D.light is a for-profit company started in 2007 by Stanford MBA students Ned Tozun and Sam Goldman, whose idea for solar-powered lights was born out of a Stanford Design School course called “Entrepreneurial Design for Extreme Affordability.” As a Peace Corps volunteer in Benin, Goldman had seen a young boy badly burned by a kerosene lamp. Both founders knew that more than 2 billion people in the world don’t have access to reliable electricity. Venture-capital firm Draper Fisher Jurvetson, which sponsored the design contest, invested $250,000.
Tice, meanwhile, had enjoyed a more conventional business career in the consumer products industry, running the Folger’s coffee business for Procter & Gamble and helping to develop new products for Dreyer’s ice cream. While working with advanced nanotechnology to create stain and wrinkle-resistant fabric for a company called Nano-Tex, he decided to make a change.
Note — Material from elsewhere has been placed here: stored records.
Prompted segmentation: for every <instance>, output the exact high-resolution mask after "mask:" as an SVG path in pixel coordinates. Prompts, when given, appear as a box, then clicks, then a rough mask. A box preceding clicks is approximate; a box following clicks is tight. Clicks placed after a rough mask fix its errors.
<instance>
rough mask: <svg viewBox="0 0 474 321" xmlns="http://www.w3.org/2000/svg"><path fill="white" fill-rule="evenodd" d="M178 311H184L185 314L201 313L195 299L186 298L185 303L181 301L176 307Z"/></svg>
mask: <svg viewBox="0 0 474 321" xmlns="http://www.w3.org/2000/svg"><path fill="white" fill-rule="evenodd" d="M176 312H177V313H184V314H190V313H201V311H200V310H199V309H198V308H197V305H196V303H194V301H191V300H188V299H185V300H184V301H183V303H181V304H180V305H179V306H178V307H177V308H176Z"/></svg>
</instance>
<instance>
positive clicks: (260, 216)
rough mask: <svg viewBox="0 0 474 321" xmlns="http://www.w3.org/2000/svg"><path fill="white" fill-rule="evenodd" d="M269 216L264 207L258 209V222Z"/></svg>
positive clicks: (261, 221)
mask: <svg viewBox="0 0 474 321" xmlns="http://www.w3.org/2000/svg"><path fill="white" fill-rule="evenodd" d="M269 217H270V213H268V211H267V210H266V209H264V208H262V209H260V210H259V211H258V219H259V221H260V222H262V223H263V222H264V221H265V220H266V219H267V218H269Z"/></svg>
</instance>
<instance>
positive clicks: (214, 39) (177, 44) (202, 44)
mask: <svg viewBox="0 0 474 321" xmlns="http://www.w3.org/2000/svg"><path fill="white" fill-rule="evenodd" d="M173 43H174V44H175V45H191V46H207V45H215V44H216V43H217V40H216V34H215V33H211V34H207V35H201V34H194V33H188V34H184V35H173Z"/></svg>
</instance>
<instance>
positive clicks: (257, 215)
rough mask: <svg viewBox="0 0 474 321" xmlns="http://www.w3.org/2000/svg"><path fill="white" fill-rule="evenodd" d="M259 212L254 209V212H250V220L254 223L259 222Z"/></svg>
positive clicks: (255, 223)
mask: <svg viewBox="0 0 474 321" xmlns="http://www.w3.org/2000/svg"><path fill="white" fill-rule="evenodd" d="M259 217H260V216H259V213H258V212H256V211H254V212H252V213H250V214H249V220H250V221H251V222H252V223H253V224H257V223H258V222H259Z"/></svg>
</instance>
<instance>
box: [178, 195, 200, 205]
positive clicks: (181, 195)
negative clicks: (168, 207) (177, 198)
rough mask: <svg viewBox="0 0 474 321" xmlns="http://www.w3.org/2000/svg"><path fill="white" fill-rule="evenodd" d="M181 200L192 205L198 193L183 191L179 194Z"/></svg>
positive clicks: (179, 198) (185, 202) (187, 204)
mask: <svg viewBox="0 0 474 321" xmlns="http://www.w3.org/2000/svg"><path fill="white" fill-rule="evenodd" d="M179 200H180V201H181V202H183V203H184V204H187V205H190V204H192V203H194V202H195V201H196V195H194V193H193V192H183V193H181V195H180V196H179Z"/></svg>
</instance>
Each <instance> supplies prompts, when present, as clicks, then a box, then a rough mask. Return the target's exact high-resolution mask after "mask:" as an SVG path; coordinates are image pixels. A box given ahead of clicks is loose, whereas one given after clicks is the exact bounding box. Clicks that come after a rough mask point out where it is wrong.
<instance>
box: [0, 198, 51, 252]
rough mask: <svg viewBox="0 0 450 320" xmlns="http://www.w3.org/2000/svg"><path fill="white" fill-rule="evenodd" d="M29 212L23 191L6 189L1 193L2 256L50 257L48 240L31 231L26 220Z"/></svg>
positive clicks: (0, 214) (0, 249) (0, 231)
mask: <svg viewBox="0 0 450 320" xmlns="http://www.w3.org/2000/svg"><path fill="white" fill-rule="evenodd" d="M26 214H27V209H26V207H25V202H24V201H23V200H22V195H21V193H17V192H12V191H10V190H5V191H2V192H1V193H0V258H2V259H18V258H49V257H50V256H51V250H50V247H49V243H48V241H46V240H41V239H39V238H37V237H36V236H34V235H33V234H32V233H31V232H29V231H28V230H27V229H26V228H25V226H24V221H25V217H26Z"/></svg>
“I woke up one day and realized that I was saving the world from stains,” he said.
Through a networking group that looked at ways that entrepreneurs could help alleviate global poverty, Tice was introduced to investors who were considering putting money into d.light. He became an informal adviser to the company, joined the board when they closed their first round of financing in 2008, became chairman in 2010 and CEO about two years ago.
He’s glad he did: “I love the work. I love our customers. You bring something into their lives that changes their life. What’s not to like?”
One key to the success of d.light is the company’s willingness to listen to its customers. Senior executives visit rural villages in India or Africa, where most of the lanterns are sold.
“The consumers really design our products,” Tice said. “It’s what we used to do at P&G. Our teams tromp around in the dust with prototypes.”